Diperlukan sebuah wawasan yang cukup untuk memahami sistem pemikiran agar dapat dianggap valid. Selain itu, diperlukan pula wawasan yang cukup untuk memahami sistem penyampaian pikiran agar tujuan penyampaian tercapai. Artinya, diperlukan perangkat logika dan bahasa.
Meski telah divalidasi dengan sistem logika dan telah disusun dalam premis sesuai kaidah bahasa, kadang dalam konteks tertentu sebuah pikiran meski dipastikan valid tidak patut disampaikan karena sejumlah pertimbangan kondisional, apalagi tidak fundamental. Karena itu, kapabilitas dan kejelian pelaku penyampaian atau penyampai diperlukan.
Agar penyampaian terlaksana dengan baik, diperlukan beberapa syarat penunjang, seperti sarana, cara dan lainnya.
Menyampaikan ajaran suci bukanlah perkara sederhana dan mudah. Andai mudah dan tidak memerlukan persyaratan yang ketat, maka penyampaian tidak menjadi tugas tunggal atau misi utama Nabi SAW. Allah berfirman, "Tiadalah beban Nabi kecuali menyampaikan (ajaran Allah)" (QS. An-Nur : 54). Menurut Tabatabai dalam Al-Mizan, karena tugas menyampaikan ajaran suci ini sangat penting, berat dan berisiko, Rasulullah SAW hanya diberi beban itu.
A. "Dariku"
Kata "dariku" bisa dipahami sebagai ucapan yang dikutip dari Nabi SAW dan dipahami sebagai ajaran yang ditafsirkan sebagai ajaran yang bersumber dari Nabi SAW. Artinya, kata "dariku" berarti bahwa penyampai haruslah orang yang mampu memastikan apa yg disampaikannya adalah sabda Nabi SAW atau ajaran bersumber darinya.

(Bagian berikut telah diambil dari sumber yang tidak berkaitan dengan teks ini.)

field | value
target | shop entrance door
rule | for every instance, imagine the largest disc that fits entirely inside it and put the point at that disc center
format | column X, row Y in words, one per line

Dalam konteks ini, pengetahuan dan pertanggungjawaban referensial tentang apa yang disampaikannya sebagai ajaran dari Nabi SAW merupakan syarat fundamental yang tak bisa ditawar atau dilonggarkan.
B. "Meskipun"
Kata "meskipun," "walaupun," dan "kendatipun"dalam ilmu bahasa merupakan kata penghubung yang sering digunakan untuk memperkenalkan suatu kontras atau perlawanan terhadap suatu fakta atau keadaan yang sebelumnya disebutkan. Fungsinya adalah untuk menyatakan bahwa meskipun ada suatu hal atau keadaan, hal lain yang berlawanan tetap ada atau terjadi.
"Meskipun" dan "walaupun" juga "kendatipun" memiliki makna yang sama, yaitu mengenai kontras atau keadaan yang bertentangan. Contohnya, "Meskipun hujan deras, kami pergi ke acara tersebut." atau "Walaupun dia lelah, dia tetap bekerja keras."
C. "Satu ayat"
Kata "ayat" memiliki arti yang cukup kaya dan bervariasi, tergantung pada konteksnya.
Secara etimologis, kata "ayat" berasal dari bahasa Arab "آية" (āyah) yang berarti "tanda" atau "petunjuk." Dalam Al-Qur'an, setiap bagian dari Al-Qur'an disebut sebagai "ayat," yang mengandung makna petunjuk atau tanda dari Allah. Sehingga, secara etimologis, "ayat" mengandung makna petunjuk atau tanda yang bermakna.
Secara terminologis, dalam konteks agama Islam, "ayat" merujuk pada setiap bagian terpisah dari Al-Qur'an yang dianggap sebagai wahyu atau tanda dari Allah SWT. Setiap "ayat" dalam Al-Qur'an dianggap memiliki keistimewaan dan makna yang mendalam.
Secara terminologis, "ayat" juga bisa merujuk pada bagian-bagian dalam sebuah pasal undang-undang, peraturan, kontrak dan perjanjian.
Kata "satu ayat" bisa ditafsirkan secara harfiah melantunkan ayat Al-Quran. Tapi sangat mungkin yang dimaksud adalah menyampaikan penafsiran atas ayat yang memerlukan kompetensi, kecermatan membaca konteks dan penerimaan.